# MACHINE LEARNING

### Q1: How to define/select metrics?
- There isn’t a one-size-fits-all metric. The metric(s) chosen to evaluate a machine learning model depends on various factors:
    - Is it a regression or classification task?
    - What is the business objective? E.g. Precision vs Recall
    - What is the distribution of the target variable?
- There are a number of metrics that can be used, including Adjusted R-Squared, MAE, MSE, RMSE, accuracy, recall, precision, f1 score, MCC, ROC-AUC score and the list goes on.

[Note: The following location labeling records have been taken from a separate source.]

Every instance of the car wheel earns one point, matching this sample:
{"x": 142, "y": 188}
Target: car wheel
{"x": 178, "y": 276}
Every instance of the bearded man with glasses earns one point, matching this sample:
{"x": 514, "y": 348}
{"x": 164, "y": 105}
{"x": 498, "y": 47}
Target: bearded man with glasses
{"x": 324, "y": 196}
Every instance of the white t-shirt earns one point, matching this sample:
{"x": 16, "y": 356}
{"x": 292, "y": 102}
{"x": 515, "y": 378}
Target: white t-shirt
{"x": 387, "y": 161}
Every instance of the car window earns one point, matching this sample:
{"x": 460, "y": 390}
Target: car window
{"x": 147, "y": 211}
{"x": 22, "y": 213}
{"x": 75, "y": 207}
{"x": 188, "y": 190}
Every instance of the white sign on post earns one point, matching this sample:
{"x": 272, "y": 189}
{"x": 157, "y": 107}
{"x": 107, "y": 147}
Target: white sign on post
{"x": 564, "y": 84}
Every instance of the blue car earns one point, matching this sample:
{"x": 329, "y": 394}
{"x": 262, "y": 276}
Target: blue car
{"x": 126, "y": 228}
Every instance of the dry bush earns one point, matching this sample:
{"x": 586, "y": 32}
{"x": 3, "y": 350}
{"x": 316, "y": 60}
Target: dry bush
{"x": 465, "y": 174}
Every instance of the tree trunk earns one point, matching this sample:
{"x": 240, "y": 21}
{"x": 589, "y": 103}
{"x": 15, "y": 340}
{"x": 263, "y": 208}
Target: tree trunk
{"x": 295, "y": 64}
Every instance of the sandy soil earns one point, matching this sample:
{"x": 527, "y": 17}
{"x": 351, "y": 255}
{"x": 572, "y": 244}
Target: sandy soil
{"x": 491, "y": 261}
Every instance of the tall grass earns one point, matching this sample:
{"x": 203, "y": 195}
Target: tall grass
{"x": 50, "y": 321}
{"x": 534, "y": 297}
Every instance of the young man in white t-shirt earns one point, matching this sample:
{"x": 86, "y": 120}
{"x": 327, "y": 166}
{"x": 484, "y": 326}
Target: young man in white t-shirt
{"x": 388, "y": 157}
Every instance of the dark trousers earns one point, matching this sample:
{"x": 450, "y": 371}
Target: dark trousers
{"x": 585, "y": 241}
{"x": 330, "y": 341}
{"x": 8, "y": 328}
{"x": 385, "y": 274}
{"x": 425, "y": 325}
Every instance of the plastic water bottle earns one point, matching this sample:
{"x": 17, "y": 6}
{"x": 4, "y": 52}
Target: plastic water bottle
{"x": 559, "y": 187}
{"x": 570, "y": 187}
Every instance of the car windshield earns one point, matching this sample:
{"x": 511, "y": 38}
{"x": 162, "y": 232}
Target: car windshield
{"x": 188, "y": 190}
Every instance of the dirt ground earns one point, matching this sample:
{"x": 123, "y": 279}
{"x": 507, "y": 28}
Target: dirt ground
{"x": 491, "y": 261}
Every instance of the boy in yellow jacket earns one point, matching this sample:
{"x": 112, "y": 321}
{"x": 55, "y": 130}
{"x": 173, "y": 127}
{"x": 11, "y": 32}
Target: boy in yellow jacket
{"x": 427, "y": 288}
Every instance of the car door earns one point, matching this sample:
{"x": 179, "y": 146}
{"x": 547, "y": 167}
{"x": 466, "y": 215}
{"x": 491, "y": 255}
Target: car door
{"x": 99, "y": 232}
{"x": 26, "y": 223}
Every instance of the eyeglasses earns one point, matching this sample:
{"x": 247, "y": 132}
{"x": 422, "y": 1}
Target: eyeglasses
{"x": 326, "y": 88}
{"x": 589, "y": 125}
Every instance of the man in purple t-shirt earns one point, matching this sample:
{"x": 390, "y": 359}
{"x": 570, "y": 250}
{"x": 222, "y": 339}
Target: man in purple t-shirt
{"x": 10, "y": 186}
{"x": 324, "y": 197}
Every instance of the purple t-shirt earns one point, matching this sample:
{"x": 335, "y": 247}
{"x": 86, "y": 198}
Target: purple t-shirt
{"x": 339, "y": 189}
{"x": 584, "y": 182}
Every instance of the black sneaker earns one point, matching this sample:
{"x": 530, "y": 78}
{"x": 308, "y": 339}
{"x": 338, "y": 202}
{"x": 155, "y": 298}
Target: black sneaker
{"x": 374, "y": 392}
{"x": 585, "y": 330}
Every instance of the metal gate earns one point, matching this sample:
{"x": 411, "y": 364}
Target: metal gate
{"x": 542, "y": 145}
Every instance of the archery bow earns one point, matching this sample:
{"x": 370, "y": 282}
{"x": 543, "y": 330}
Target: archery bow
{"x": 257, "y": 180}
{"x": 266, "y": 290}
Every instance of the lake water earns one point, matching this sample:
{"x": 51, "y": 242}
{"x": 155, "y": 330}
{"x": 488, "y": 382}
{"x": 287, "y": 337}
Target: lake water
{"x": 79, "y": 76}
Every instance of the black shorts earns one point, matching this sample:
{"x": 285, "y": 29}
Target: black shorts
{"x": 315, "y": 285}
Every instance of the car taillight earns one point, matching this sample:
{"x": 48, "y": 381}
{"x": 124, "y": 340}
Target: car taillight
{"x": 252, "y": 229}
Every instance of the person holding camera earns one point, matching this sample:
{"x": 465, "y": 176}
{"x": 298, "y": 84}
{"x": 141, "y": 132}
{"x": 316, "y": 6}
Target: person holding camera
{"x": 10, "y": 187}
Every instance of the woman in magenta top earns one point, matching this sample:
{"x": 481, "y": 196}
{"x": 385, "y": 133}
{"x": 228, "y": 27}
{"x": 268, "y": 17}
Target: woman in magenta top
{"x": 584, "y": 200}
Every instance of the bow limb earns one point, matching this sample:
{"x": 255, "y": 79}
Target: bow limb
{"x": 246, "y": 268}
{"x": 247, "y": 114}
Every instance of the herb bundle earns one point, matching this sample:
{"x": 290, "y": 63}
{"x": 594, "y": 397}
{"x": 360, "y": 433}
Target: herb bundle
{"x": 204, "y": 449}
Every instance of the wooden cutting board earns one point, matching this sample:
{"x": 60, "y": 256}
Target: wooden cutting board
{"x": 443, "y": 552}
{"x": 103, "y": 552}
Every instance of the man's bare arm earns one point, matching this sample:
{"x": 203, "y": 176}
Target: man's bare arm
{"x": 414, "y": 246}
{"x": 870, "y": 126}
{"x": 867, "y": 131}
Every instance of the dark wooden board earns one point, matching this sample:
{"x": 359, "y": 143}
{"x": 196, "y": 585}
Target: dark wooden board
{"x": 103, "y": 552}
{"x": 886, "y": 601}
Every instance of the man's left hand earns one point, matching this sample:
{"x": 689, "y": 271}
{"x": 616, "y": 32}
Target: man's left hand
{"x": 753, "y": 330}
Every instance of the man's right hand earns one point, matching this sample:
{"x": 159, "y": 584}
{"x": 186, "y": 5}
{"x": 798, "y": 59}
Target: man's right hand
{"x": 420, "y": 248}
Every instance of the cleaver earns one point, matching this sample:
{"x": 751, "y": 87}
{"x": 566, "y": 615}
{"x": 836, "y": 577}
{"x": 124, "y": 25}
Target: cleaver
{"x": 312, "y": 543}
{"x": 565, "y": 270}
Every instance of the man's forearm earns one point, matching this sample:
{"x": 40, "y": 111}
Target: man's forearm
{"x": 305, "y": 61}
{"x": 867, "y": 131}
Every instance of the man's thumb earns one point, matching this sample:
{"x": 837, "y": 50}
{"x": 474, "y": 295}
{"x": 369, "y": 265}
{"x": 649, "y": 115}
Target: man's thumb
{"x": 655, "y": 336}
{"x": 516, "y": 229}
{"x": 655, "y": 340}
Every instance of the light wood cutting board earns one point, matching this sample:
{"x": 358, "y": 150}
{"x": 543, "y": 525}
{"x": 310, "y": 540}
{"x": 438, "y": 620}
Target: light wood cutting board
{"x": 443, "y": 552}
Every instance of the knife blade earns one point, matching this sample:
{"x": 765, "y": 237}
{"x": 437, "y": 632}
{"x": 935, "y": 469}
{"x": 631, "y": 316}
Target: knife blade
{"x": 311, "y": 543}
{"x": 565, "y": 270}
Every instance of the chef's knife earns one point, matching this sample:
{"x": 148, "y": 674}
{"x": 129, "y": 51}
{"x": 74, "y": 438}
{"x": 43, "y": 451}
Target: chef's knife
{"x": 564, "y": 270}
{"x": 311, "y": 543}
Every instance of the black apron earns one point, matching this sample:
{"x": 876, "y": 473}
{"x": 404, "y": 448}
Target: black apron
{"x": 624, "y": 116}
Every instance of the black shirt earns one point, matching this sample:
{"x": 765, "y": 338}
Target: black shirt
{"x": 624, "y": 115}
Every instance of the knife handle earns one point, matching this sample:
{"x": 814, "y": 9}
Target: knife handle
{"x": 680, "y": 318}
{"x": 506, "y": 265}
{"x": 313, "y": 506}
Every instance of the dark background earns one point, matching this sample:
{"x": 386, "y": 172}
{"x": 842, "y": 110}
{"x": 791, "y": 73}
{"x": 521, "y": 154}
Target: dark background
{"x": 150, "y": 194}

### Q2: How to deal with unbalanced binary classification?
- You can improve the balance of classes through oversampling the minority class (e.g. SMOTE Resampling) or by undersampling the majority class (e.g. Tomek links)
- Give attention to more relevant metrics such as Recall/Sensitivity (to reduce False Negatives) & Precision/Specificity (to reduce False Positives), not only relying on Accuracy score 
- Use machine learning models that are more robust against imbalances such as XGBoost 

### Q3: What is the difference between a box plot and a histogram?
- Histogram is usually used to approximate the probability distribution of the given variable & its distribution shape
- Boxplot is usually used for observing the data range, quartiles & its outliers. It is useful if you want to compare multiple continuous charts at the same time for they take less space than histograms in doing the same thing.

### Q4: Describe different regularization methods, such as L1 and L2 regularization?
- Both L1 (Lasso Regression) and L2 (Ridge Regression) regularization are methods used to reduce the overfitting of training data. Both works well for feature selection when there's too much feature to begin with.
- While L2 penalizes the less important features' coefficient, the L1 shrinks the less important feature’s coefficient to zero thus, removing features altogether. 
- L2 is less robust but has a more stable solution. L1 is more robust but has a more unstable solution, possibly multiple solutions.

### Q5: What is a Neural Network?
- A neural network is a multi-layered model inspired by the human brain. In more practical terms, neural networks are non-linear statistical data modeling or decision making tools. It consist of input layers, hidden layers and output layers. Each node in the hidden layers represents a function that the inputs go through, ultimately leading to the output layer. All inputs are modified by a weight and summed, with positive weight reflects an excitatory connection, while negative values mean inhibitory connections.

### Q6: What is cross-validation?
- A technique used to assess how well a model performs on a new independent dataset. The simplest example of cross-validation is when you split your data into two groups: training data and testing data, where you use the training data to build the model and the testing data to test the model.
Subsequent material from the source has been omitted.